Зазвучали струны лютен. Музыканты наперебой славили короля и его прекрасную избранницу. И вдруг послышался резкий мальчишеский голос:
— Нехорошо, что у нас здесь такие излишества, в то время, как бедняки не могут даже купить хорошего белого хлеба.
Все испуганно завертели головами, пытаясь разглядеть дерзкого мальчонку. Я с ужасом посмотрел на Его Величество — что он сделает с наглецом, голос которого показался мне смутно знакомым. Но Карл улыбался и вовсе не выглядел разгневанным.
— Дорогая Хильдегарда, — сказал он, — твоё сострадательное сердце восхищает нас не меньше твоей ослепительной красоты!
«Голос у неё, как у погонщика быков», — вспомнил я кухонные сплетни в замке Карломана. Конечно, преувеличение, но всё же никогда бы не подумал, что юная и прекрасная девица может говорить столь резко. Она между тем, нимало не смущаясь, продолжала:
— Я хотела бы, если мне будет позволено, пойти в город и поделиться с нищими этой прекрасной пищей.

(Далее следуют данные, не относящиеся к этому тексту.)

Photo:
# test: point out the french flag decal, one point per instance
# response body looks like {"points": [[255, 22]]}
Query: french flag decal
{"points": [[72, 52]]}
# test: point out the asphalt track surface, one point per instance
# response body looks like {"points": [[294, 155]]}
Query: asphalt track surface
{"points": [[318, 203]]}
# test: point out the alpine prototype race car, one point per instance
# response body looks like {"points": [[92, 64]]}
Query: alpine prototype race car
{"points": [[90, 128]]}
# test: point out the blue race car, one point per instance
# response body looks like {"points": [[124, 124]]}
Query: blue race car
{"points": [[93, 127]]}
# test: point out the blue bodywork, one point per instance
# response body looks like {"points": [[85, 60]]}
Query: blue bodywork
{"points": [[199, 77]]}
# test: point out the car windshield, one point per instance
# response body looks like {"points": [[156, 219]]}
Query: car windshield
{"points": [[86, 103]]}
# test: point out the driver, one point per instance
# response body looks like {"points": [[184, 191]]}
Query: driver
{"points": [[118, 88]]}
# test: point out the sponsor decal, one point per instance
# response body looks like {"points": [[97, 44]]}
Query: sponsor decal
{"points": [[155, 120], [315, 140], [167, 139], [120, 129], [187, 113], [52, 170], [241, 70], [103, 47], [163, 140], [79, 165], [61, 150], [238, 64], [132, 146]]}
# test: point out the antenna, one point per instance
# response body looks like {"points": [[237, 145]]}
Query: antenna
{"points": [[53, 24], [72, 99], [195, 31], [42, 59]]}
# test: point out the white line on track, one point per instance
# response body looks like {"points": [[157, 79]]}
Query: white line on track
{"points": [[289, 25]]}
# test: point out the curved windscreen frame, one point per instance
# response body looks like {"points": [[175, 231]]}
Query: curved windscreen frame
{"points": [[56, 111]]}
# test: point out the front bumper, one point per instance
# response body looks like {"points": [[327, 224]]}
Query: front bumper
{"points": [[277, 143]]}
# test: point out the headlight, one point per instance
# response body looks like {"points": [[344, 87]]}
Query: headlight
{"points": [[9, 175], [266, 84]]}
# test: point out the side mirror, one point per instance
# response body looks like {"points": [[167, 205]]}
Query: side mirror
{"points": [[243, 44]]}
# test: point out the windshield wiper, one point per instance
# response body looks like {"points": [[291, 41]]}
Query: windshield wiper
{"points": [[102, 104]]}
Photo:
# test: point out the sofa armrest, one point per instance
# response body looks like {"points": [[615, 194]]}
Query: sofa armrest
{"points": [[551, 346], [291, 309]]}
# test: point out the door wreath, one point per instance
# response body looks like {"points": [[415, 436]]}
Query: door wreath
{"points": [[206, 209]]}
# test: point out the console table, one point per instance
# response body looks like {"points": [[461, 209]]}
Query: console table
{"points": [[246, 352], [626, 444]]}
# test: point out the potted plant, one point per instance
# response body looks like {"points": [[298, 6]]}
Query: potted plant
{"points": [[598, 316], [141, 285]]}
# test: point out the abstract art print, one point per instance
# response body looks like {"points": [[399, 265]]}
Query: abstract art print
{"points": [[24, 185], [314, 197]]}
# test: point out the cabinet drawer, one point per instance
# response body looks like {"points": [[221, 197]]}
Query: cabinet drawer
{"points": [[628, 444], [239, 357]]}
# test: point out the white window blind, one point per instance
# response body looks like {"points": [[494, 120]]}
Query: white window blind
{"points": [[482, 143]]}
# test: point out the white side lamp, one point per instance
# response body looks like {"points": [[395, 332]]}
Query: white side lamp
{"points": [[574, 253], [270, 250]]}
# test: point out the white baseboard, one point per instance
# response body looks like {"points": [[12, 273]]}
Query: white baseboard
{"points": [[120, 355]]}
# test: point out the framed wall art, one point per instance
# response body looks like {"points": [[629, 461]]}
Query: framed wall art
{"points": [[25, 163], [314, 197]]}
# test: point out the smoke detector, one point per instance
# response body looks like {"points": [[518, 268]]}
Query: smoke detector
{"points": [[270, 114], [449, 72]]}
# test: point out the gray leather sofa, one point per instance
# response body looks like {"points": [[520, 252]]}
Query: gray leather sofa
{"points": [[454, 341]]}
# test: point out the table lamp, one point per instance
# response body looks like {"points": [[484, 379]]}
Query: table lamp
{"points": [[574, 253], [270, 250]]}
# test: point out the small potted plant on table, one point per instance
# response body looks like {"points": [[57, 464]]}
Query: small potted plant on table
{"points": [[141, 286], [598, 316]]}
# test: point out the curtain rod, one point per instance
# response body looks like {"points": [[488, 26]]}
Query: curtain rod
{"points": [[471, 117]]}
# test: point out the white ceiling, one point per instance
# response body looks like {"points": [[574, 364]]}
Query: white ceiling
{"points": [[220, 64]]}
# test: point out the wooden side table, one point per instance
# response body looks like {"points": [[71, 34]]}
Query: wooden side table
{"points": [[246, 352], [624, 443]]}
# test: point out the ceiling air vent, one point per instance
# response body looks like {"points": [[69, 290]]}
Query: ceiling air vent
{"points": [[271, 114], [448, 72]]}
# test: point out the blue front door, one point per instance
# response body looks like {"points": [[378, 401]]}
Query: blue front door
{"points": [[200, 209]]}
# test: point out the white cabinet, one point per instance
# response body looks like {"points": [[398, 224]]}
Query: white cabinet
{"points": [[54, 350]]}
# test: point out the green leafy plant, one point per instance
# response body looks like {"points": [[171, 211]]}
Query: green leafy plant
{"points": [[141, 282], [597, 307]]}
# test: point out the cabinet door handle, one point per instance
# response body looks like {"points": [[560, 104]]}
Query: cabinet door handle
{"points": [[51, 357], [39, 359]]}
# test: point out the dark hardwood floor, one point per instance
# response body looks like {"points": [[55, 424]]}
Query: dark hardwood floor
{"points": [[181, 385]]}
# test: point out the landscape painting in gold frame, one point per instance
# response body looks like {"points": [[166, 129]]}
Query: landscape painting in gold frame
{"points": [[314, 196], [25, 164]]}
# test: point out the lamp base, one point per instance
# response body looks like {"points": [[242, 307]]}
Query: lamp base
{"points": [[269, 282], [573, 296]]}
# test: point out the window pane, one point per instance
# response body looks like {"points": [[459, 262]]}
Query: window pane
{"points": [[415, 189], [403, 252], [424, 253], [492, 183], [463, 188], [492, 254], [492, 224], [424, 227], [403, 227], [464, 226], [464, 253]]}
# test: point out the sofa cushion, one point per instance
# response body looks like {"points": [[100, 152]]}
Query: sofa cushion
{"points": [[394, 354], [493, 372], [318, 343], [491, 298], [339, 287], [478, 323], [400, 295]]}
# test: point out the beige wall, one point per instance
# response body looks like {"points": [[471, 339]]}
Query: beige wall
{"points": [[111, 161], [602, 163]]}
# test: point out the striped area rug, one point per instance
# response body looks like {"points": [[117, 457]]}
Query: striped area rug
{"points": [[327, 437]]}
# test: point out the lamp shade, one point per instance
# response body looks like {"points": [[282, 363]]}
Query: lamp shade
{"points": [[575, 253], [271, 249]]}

Карл посмотрел на неё обожающим взглядом и велел немедленно седлать лошадей. Бертрада поджала губы. Хотела сказать что-то колкое, но Хильдегарда улыбнулась королеве-матери с таким искренним дружелюбием, что та уже не смогла сердиться и только улыбнулась в ответ.
Его Величество задумался:
— Но как же ты, дорогая, собираешься раздавать бедным еду? Уверена ли ты, что твоя доброта не совершит ошибки? Ведь как только ты выедешь с блюдом на улицы города — соберётся толпа ротозеев, желающих получить кусок из рук самой королевы. Они уж точно оттеснят настоящих бедных.
Хильдегарда звонко расхохоталась.
— Ах! Неужели мой король мог представить меня, разбрасывающую кусочки еды на улицах Нуайона? Конечно, нет! Я попрошу отрядить со мной помощников, чтоб тащили мешки со снедью, и поеду к настоятелю того красивого храма с башенкой, где была наша свадьба. Святой отец уж точно знает, кто у него в приходе по-настоящему беден.
— Господь благоволит тебе, мой король! — воскликнул Роланд. — Твоя избранница не только хороша собой и добра, но ещё и умна. Настоящая королева! Выпьем же за неё!
Его голос потонул в радостных возгласах. Каждый, не стесняясь, выражал своё восхищение. Шум всё нарастал. Король подмигнул Роланду. Тот поднёс к губам Олифан. Мощный раскатистый звук накрыл собою зал, и гомон стих.